Previously, it was believed that the presence of signs of myelodysplasia determines an unfavorable prognosis, and therefore, it seems that leukemias with these symptoms were considered as a separate category. However, it has now been established that the symptoms of myelodysplasia in the debut of the disease are observed quite often and do not affect the results of therapy.
In the new WHO classification, acute lymphoblastic leukemia is considered in the section of tumors arising from the precursor cells of T and B lymphocytes. In the section of lymphatic tumors from the early progenitor cells are presented:
1) lymphoblastic leukemia / lymphoma from B-lymphocyte progenitor cells (synonym: acute lymphoblastic leukemia from B-cell precursors);
2) lymphoblastic leukemia / lymphoma from T-lymphocyte progenitor cells (synonym: acute lymphoblastic leukemia from T-lymphocyte progenitor cells).
Perhaps the equivalent use of the presented definitions, the authors of the classification only believe that when the content of blast cells in the bone marrow is 25% and it is more expedient to speak of acute leukemia, less than 25% of lymphoblastic lymphoma. However, most often these terminological difficulties are speculative, since the therapy is the same in either case.

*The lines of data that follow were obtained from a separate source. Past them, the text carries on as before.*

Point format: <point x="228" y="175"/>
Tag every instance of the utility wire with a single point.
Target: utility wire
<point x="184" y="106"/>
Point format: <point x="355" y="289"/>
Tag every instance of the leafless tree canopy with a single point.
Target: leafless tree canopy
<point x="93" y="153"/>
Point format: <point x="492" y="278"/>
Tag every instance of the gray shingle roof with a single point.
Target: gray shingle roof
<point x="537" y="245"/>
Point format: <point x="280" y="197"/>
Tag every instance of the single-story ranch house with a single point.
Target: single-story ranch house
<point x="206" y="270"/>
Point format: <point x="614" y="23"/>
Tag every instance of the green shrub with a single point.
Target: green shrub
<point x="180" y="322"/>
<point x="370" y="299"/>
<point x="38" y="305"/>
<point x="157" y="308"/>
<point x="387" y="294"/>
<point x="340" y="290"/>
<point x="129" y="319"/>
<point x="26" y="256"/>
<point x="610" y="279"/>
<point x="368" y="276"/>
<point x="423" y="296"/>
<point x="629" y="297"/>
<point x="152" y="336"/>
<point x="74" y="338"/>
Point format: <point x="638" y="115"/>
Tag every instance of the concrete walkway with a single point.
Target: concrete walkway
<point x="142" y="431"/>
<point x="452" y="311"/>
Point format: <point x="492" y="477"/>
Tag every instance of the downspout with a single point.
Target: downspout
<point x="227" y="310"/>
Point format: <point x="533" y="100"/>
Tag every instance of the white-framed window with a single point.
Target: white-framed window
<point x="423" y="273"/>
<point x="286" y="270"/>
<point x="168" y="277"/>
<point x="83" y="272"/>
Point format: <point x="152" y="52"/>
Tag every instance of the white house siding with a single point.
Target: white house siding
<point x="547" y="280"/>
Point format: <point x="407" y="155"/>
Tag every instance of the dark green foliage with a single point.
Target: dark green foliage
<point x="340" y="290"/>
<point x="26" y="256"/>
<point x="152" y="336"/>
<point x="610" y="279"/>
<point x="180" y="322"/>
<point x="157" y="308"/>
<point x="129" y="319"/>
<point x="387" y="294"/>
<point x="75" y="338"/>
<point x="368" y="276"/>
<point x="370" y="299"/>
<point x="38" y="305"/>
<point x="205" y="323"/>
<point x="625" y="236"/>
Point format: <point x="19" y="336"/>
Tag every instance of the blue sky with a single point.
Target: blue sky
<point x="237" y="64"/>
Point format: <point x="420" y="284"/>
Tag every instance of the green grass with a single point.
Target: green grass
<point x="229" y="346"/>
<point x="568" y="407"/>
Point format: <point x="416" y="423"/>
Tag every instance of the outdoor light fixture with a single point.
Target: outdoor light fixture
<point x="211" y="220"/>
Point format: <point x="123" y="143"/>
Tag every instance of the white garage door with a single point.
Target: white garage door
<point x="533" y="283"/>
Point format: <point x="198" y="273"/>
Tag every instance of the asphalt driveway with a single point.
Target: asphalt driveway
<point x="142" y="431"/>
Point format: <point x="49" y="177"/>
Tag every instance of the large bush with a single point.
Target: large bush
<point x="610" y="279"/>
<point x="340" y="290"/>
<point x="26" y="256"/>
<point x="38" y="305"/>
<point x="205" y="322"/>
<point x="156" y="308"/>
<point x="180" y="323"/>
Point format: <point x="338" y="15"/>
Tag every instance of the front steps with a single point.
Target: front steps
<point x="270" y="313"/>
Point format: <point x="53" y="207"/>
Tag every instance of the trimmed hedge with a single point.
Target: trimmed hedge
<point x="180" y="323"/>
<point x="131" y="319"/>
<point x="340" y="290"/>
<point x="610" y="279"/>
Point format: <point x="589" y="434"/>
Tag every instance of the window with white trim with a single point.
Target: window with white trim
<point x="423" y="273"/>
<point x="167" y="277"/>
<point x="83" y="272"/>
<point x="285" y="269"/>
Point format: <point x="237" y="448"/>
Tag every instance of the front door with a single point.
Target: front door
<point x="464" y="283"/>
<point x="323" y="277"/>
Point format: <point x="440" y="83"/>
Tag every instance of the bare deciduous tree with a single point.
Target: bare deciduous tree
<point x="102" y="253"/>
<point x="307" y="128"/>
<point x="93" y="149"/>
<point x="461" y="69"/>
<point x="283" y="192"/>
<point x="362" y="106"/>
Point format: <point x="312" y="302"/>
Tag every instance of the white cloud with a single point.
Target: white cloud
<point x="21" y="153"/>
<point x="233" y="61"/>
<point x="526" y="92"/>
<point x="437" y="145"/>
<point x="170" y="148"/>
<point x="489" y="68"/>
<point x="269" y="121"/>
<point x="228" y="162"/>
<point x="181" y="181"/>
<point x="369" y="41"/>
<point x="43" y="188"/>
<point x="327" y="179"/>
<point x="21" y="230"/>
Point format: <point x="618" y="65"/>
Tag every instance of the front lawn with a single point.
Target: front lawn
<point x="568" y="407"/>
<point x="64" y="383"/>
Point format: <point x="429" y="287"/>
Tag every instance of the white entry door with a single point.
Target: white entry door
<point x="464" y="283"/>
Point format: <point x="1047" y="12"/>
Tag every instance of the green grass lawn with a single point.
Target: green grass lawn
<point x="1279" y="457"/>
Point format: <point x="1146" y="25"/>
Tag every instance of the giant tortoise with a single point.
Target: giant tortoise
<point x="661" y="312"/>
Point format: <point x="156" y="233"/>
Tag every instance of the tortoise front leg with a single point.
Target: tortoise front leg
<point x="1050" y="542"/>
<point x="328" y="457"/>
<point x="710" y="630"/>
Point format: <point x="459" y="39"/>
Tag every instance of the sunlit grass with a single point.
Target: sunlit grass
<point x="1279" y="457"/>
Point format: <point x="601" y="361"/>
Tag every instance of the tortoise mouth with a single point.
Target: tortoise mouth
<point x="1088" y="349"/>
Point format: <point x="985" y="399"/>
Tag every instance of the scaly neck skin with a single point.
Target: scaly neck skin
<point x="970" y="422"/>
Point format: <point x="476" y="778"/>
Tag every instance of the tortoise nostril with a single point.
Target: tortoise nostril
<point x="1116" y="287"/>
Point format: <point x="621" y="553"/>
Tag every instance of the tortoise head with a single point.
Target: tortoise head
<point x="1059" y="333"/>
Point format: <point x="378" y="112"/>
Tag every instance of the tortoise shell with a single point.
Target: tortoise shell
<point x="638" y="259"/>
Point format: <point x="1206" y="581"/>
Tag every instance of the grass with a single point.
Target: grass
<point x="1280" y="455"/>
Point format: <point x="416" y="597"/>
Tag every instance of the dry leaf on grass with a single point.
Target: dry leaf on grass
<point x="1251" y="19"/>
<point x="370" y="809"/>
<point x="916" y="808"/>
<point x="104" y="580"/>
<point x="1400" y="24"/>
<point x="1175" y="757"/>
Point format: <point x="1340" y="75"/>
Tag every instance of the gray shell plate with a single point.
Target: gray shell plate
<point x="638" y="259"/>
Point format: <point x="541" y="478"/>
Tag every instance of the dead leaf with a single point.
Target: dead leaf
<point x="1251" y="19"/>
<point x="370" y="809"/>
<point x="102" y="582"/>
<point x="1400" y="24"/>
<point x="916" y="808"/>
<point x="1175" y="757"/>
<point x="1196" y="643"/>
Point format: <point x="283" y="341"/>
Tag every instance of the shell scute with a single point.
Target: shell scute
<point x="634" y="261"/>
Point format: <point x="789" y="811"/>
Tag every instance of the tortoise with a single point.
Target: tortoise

In accordance with the FAB classification, the described forms of acute lymphoblastic leukemia were defined as variants L1 and L2, however, at present, these names are practically not used. According to the FAB classification, the third form of ALL, in the modern classification, is assigned to a large section of tumors from mature (determined by immunophenotype) B-cells as Berkitt-like leukemia / lymphoma. Unfortunately, the new classification does not give clear immunophenotypic characteristics of specific sub-variants of B-and T-cell lymphoblastic leukemias, which often causes difficulties in interpreting the results of flow fluorocytometry.